🌿
Years didn't change everything. But they changed enough.
Sofia and Kenzo didn't become different people in some dramatic, unrecognizable way. They didn't suddenly outgrow their flaws or turn into perfect versions of who they once hoped they'd be.
Instead, something quieter happened over time—something more lasting. They learned each other in new ways. Not the intense, fragile learning of beginnings, where every word feels like it might shift everything. Not the anxious awareness of whether they were doing things right. But the steady kind. The kind built on repetition, on time, on choosing the same person again and again until it stopped feeling like a question.
The kind where love is not loud. But constant.
There were days when Sofia came home completely drained, the weight of everything she carried written in the way she closed the door behind her. She wouldn't even speak at first—just walk straight to Kenzo and collapse into his arms like it was the only place she didn't have to hold herself together.
And he would hold her. No questions. No pressure. Just presence.
There were days when Kenzo stayed quiet, distant in the way only someone deep in thought could be. On those days, Sofia learned not to fill the silence, not to push for answers that weren't ready to come. She would simply sit beside him, offering space instead of demand, trust instead of uncertainty.
There were days when they laughed so hard—over something small, something stupid, something that shouldn't have mattered—that everything else faded for a while. Stress, deadlines, worries… all of it loosened its grip just long enough for them to breathe again.
And slowly— love stopped being something they had to think about. It stopped being something they had to define, or question, or reassure themselves about constantly. It just… existed. Like breathing. Like home.
One evening, they stood on their balcony, the city stretching out beneath them in soft golden lights.

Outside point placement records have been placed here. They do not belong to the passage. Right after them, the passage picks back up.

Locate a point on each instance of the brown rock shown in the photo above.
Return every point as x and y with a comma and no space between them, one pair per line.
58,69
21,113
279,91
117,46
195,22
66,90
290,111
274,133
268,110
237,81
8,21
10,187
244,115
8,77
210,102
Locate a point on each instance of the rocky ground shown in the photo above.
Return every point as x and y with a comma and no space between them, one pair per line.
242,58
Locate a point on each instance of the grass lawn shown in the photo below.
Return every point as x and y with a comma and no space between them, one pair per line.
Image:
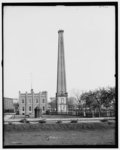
69,137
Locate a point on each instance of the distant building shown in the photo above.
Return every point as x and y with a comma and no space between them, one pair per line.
32,103
8,105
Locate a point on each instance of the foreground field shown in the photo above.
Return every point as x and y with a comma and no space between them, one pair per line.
60,134
86,137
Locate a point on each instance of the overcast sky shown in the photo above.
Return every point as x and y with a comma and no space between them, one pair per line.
31,47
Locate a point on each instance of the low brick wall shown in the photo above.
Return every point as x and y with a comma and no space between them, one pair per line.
67,126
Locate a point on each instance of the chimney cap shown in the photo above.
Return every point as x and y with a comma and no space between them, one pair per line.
60,31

The air was calm, carrying the distant hum of life continuing far beyond their small, shared moment.
Sofia leaned into Kenzo's side, her weight familiar against him. "You know what's weird?" she said softly.
Kenzo hummed in response, not looking away from the view. "What?"

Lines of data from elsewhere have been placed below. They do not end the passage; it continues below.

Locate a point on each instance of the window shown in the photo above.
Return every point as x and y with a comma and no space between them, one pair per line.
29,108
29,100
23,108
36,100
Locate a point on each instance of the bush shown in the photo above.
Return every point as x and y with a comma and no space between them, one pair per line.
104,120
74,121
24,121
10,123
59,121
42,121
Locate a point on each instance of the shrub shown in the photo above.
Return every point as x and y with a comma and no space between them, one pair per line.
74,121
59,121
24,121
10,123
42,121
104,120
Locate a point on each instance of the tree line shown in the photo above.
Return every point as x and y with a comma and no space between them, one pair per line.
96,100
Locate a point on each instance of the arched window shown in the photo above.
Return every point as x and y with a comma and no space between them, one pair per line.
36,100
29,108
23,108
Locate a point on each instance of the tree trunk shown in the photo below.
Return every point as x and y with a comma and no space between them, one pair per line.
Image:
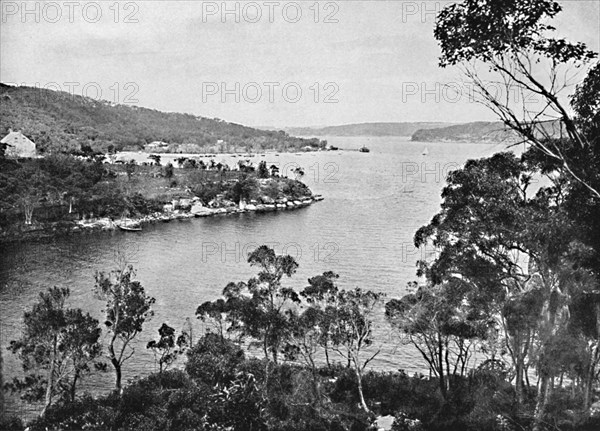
50,384
74,385
542,400
118,376
441,368
360,391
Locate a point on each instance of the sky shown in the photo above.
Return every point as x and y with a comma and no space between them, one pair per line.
263,63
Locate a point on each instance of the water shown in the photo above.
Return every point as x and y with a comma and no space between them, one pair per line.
363,230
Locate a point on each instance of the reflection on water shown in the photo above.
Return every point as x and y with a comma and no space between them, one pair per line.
363,230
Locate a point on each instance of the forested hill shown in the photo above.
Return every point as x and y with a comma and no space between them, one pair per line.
365,129
480,131
63,122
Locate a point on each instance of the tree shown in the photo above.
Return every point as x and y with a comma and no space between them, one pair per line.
56,347
127,309
442,324
514,250
263,171
130,167
155,158
258,308
320,293
513,41
167,347
352,330
169,171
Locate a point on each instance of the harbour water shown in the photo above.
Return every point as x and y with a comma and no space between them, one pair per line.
363,230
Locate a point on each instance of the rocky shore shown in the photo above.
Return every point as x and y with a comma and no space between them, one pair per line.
182,209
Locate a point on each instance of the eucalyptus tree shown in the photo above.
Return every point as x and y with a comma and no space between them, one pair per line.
512,249
351,330
521,70
127,308
56,348
259,308
444,324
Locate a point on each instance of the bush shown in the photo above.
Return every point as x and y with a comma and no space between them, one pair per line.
214,360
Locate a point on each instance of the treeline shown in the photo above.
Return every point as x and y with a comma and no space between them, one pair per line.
62,122
63,188
316,346
59,189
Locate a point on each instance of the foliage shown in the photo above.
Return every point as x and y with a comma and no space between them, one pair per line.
127,309
214,360
56,348
59,121
167,347
259,308
514,41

"It doesn't feel like we survived anything anymore."
Kenzo's expression softened slightly, a faint smile forming at the corner of his mouth. "It feels like we became something because of it," he replied.
Sofia nodded slowly, letting the words settle into her. "Yeah," she agreed after a moment. Then, softer—almost like she was speaking more to herself than to him—"I wouldn't change it."

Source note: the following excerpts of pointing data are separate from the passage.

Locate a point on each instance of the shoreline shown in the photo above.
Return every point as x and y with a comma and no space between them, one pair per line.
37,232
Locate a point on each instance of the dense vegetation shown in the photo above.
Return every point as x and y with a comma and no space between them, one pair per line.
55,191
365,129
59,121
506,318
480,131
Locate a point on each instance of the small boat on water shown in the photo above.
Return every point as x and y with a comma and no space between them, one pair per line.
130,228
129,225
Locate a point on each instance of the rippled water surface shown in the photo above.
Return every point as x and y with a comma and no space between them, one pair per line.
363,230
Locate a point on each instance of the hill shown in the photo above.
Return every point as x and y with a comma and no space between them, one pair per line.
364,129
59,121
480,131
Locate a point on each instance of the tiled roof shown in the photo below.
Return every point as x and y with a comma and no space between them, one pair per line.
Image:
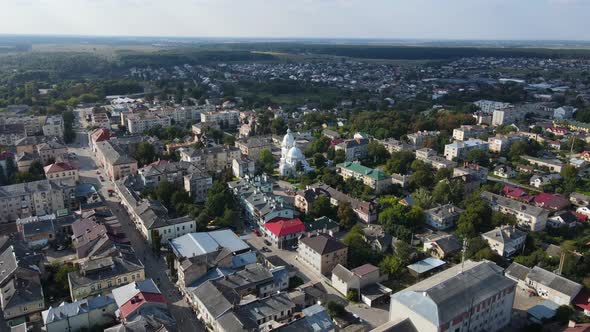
283,227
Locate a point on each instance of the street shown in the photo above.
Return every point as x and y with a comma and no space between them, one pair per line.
372,317
155,267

Kenzo turned toward her then, studying her face in the glow of the city lights. "Even the part where we almost lost each other?" he asked gently.
Sofia met his gaze without hesitation. There was no fear in her expression now, no lingering doubt—just understanding. Just acceptance of everything that had shaped them. She smiled. "Especially that part."
Kenzo exhaled quietly, something in him easing at her answer. He stepped closer, wrapping an arm around her and pulling her gently against him, as if confirming what he already knew. "Good," he whispered, his voice low and certain. "Because I think that's what made us real."
Sofia rested her head against his chest, listening to the steady rhythm beneath his words. Not rushing the moment. Not trying to turn it into anything bigger than it was. Just being there. Together.
And as the city moved beneath them—lights flickering, lives unfolding, time passing in its endless way—they stood not as two people who had once broken and found their way back…
but as two people who had learned, slowly and imperfectly, how to keep what they built.
Not through perfection.
But through staying.
Always staying.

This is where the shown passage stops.